Cherenkov Telescope Array

An advanced facility for ground-based gamma-ray astronomy


Our current knowledge about the high-energy non-thermal universe in the TeV energy regime is mainly based on observations with ground-based instruments. The field of ground-based gamma-ray astronomy has been pioneered by the work of the Whipple collaboration, which successfully discovered the first source of TeV gamma-rays (the Crab Nebula) in 1989 - less than 20 years ago. Meanwhile, results from the latest generations of telescopes have revealed a sky rich with different classes of objects emitting gamma-rays in this energy regime.
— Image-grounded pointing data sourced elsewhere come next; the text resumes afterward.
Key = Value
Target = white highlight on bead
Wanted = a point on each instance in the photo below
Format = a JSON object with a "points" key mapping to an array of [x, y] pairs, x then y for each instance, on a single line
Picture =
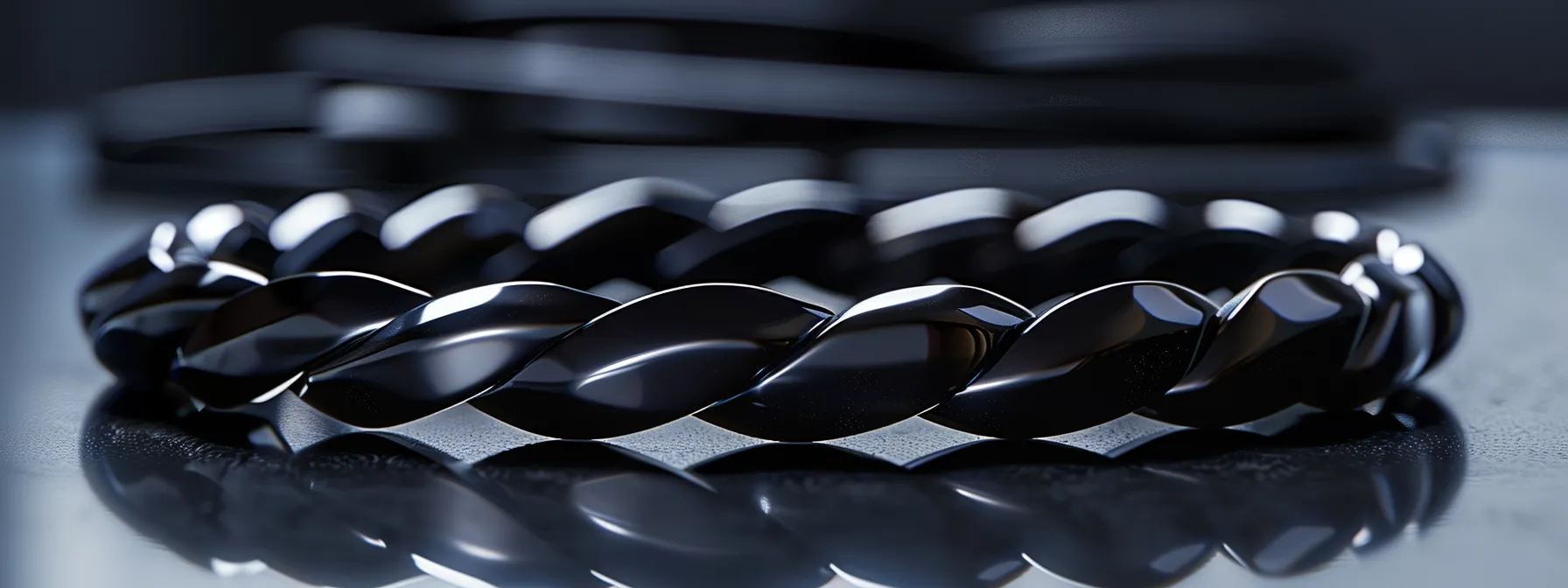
{"points": [[207, 228], [1334, 226], [306, 217], [1243, 215]]}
More than 80 TeV-sources are known so far, with energy spectra reconstructed from about 100 GeV up to almost 100 TeV. Most of these sources have been discovered during the last few years with the H.E.S.S. stereoscopic system of imaging atmospheric Cherenkov telescopes, with the MAGIC telescope, the CANGAROO telescopes and others. The H.E.S.S. survey of the central part of our galaxy has shown a large number of new sources that nicely line up with the galactic plane. Some of these cosmic particle accelerators exhibit complex structures that could be resolved for the first time. Most sources have plausible associations with known objects like pulsar wind nebulae, supernova remnants or pulsars that are also visible in other wavelength bands. However, a new class of “dark sources” has also been discovered, which have not yet been seen at other energy bands. These sources might be a clue to solving the puzzle of the origin of the galactic cosmic rays. The discovery of two TeV-gamma-ray emitting X-ray binaries by H.E.S.S. and MAGIC has opened the possibility to study the physics of very compact, solar mass objects (neutron stars or black holes) as part of these binary systems. Extragalactic sources have been detected up to distances of three billion light years. The shape of their observed gamma-ray energy spectra probes the density of the electromagnetic radiation field in the intergalactic space, which is closely related to the hotly debated history of cosmological structure formation.

The impressive physics achievements obtained with the present generation instruments has triggered the initiative of European astrophysicists to build the future ground-based gamma-ray observatory CTA. A first meeting has taken place in Berlin in May 4-5, 2006. Since beginning of 2008, the CTA consortium is performing a Design Study for the optimization of the performance of the planned observatory and to study its possible implementation.